• The current  assets of a company vary depending upon the level depending upon the level of activity or operations.
    • The level of Accounts Receivables will also tend to increase as a result of the increased level of sales. Thus, the level of current assets associated with the tempo of business  activity can be regarded as the 'fluctuating or temporary component' of current assets.
    • The level of current assets of a company can be looked upon as the permanent component of current assets superimposed by the fluctuating component.
    • The 'temporary or fluctuating component' can be financed from short-term sources such as accounts payables or trade credit, short-term bank borrowings and public deposits.
    • The 'behavior' of current assets influences in a broad sense the pattern of financing to be adopted by a company.
    • Accrued Expenses, Provisions, Trade credit are important sources of financial current assets.
    • Bank finance may be either direct or indirect.
    • Under direct financing the bank not only provides the finance  but also bears the risk. Cash credit, overdraft, note lending, purchase/discounting of bills belong to the category of direct financing.
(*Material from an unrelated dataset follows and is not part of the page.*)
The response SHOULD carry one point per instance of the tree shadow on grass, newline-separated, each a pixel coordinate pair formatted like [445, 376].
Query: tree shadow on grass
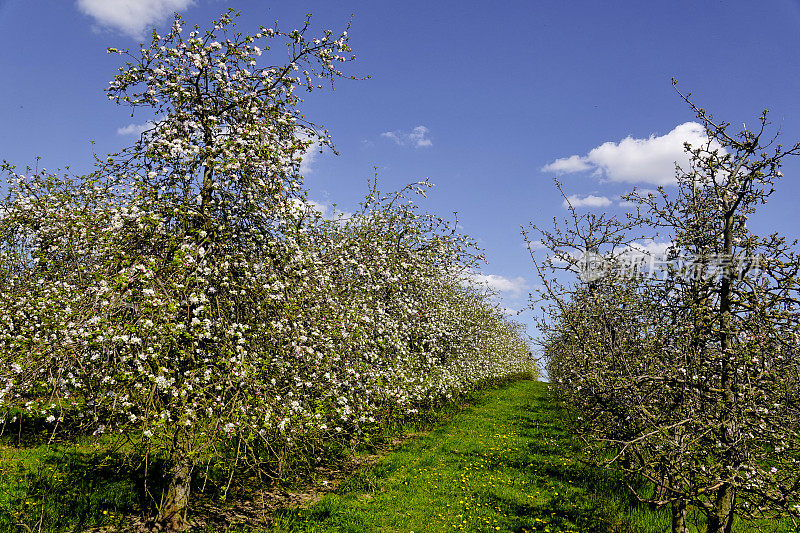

    • When the  bank opens a Letter of Credit in favor of a customer, the bank assumes only the risk of default  by the customer and the finance is provided by a third party.
    • Examples of indirect financing are letter of credit, security, Hypothecation and pledge.
    • The deposits  mobilized from public by non-financial manufacturing companies are known as 'Public Deposits' or  'Fixed deposits'. These are  governed by the regulations of public deposits under the companies (Acceptance of Deposits) Amendment Rules, 1978.
    • Commercial Papers (CPs) are short-term usance promissory notes with a fixed maturity period., issued mostly by the leading,  reputed, well-established, large corporations who have a very  high credit rating. They can be issued by body corporates whether financial companies or non-financial companies. Hence, they are is also referred to as Corporate Papers.
    • CPs are mostly used to finance current transactions of a company and to meet its seasonal needs for funds.
    • The Reserve Bank of India had appointed some special study groups for streamlining the practices  followed by banks so that the weakness of the existing practices are removed and a better sense of direction provided to the banking sector.
    • The Reserve Bank of India (RBI) constituted in july, 1974 a study group to frame guidelines for follow up  of bank credit under the chairmanship of P L Tandon. The report submitted by the committee in August, 1975 is popularly referred to as  the Tandon Committee Report.
    • The Tandon Committee Report had made some recommendations regarding the style of credit.
    • The Working Group appointed under the Chairmanship of K B Chore in  April, 1979 had analyzed the existing data in respect of cash credit/overdraft by the banking sector, practices followed by other countries and submitted its report on August 31, 1979.
    • The Reserve Bank provided  an additional measure of credit regulation for ensuring greater alignment of bank credit to the  requirements of the plan. This  regulation of RBI is the genesis for what has come to be known more popularly as the Credit  Authorization Scheme (CAS).
    • The Reserve Bank of India, set up a committee under the chairmanship of Shri S S Marathe in November, 1982.
    • Kannan Committee headed by Bank of Baroda chairman, Me. K Kannan was formed on the suggestion of the Reserve Bank of India in January, 1997 to examine the validity of the MPBF concept and to suggest what could replace it.